Revisions or subsequent procedures
Some of the more common revisions necessary for patients who have undergone orthoplastic procedures include bone grafting of previous defects and soft tissue flap debulking. A common sequence of events for trauma patients includes (1) multiple debridements to create a healthy wound bed, (2) concurrent bony fixation with placement of an antibiotic spacer or beads as needed, (3) soft tissue coverage with locoregional or free flap, (4) removal of antibiotics spacer with bone grafting (Masquelet technique), and (5) soft tissue debulking as needed.
Bone grafting usually occurs several months after initial reconstruction and requires reelevation of the flap to gain access to the osseous defect. If a free flap was initially performed, care will need to be taken to protect the pedicle as the flap is reelevated. Even if the flap pedicle is injured during the reelevation, there should have been sufficient neovascularization from the periphery to supply the previously transferred tissue, but this is variable and flaps that have been in place for years can be compromised from pedicle injury.

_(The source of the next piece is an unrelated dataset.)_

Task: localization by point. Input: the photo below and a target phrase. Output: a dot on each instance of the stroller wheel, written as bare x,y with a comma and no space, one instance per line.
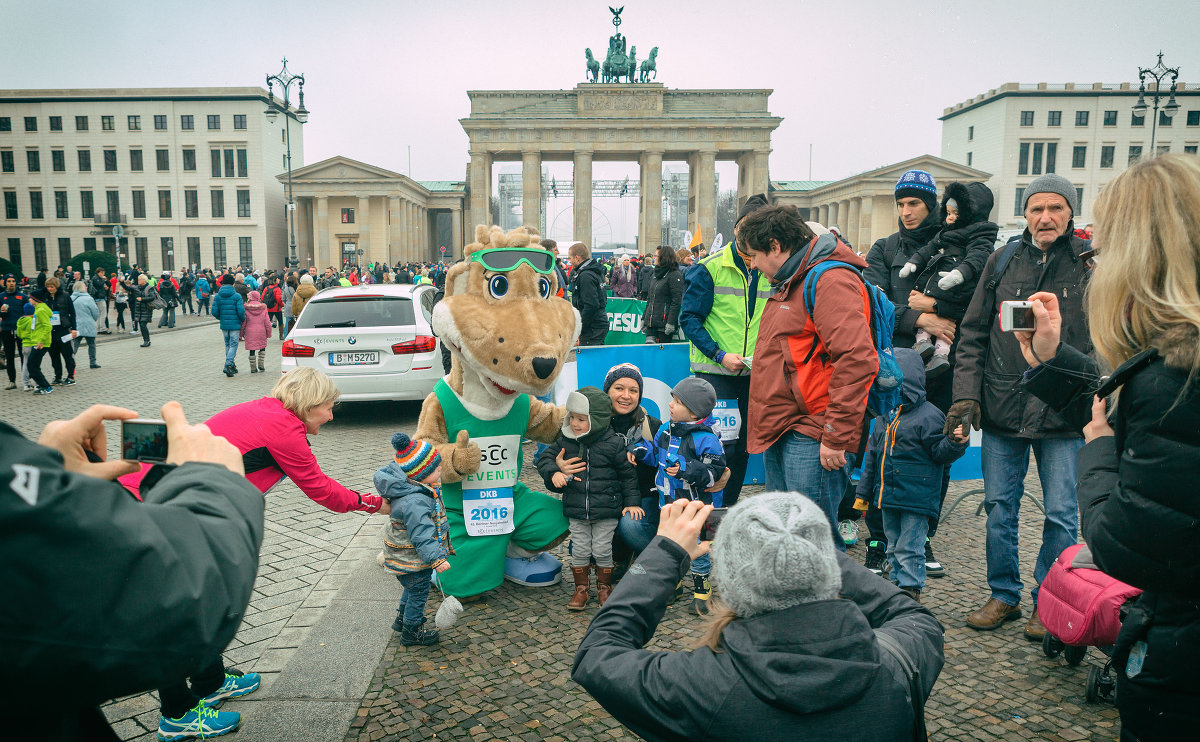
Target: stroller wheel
1050,646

Especially for reconstruction of the foot and ankle, long-term functionality may be compromised by a flap that is too bulky. It is a problem that requires patience on behalf of both the patient and the surgeon. Muscle flaps will undergo a significant amount of atrophy over time, and even fasciocutaneous flaps will decrease in size significantly as edema decreases over the course of months. Therefore, a flap that initially seems too bulky may end up having a near perfect contour. The authors usually assess this potential issue at a visit between 6 and 12 months, depending on the type of flap that was performed. Most often patients complain that they cannot fit into the appropriate footwear, or less often, that the bulk of the flap affects their gait. If the flap is on the plantar surface of the foot, it may prevent normal stance, or may even prevent clearance of the ground during the swing phase. Often these issues are not clear early on, as the patient is non-weight-bearing and is initially not wearing a normal shoe. If debulking is deemed necessary, it can be performed with direct excision or defatting of the undersurface of the flap, by liposuction of a fasciocutaneous flap, or with a combination of both. Again, the pedicle should be protected, especially when performing blind techniques like liposuction. If a perforator flap was performed, location of the perforators should be considered when planning direct excision.
Case demonstration
Case 1
Orthoplastic reconstruction of a Gustilo IIIC injury in a pediatric patient
A 7-year-old boy was airlifted to our pediatric institution after an extensive pit bull dog-bite injury to his left lower extremity (LLE). The patient presented with a severely mangled extremity below the knee with bone exposure, but no fractures. Both dorsalis pedis and posterior tibial pulses were absent, and the foot was cold to touch with no sensation. On computed tomographic (CT) angiography, there was an abrupt cutoff of all 3 lower leg vessels at the level of the mid tibia ( Fig. 2 ). The patient was immediately taken to the operating room (OR) where he underwent extensive debridement and, by using his right great saphenous vein, arterial bypass was performed to both the anterior and the posterior tibial arteries to reestablish blood flow to the foot and leg ( Fig. 3 ). Three days later, the patient returned to the OR for soft tissue coverage using a free latissimus dorsi myocutaneous flap. The anastomosis was performed to the posterior tibial artery (above the bypass graft) using the junction of the subscapular and circumflex scapular arteries as a flow through arterial conduit ( Fig. 4 ). The patient eventually had successful skin grafting of the remainder of the flap ( Fig. 5 ). Two years after the injury, the patient’s leg remains viable with gross sensation intact and no limb length discrepancy.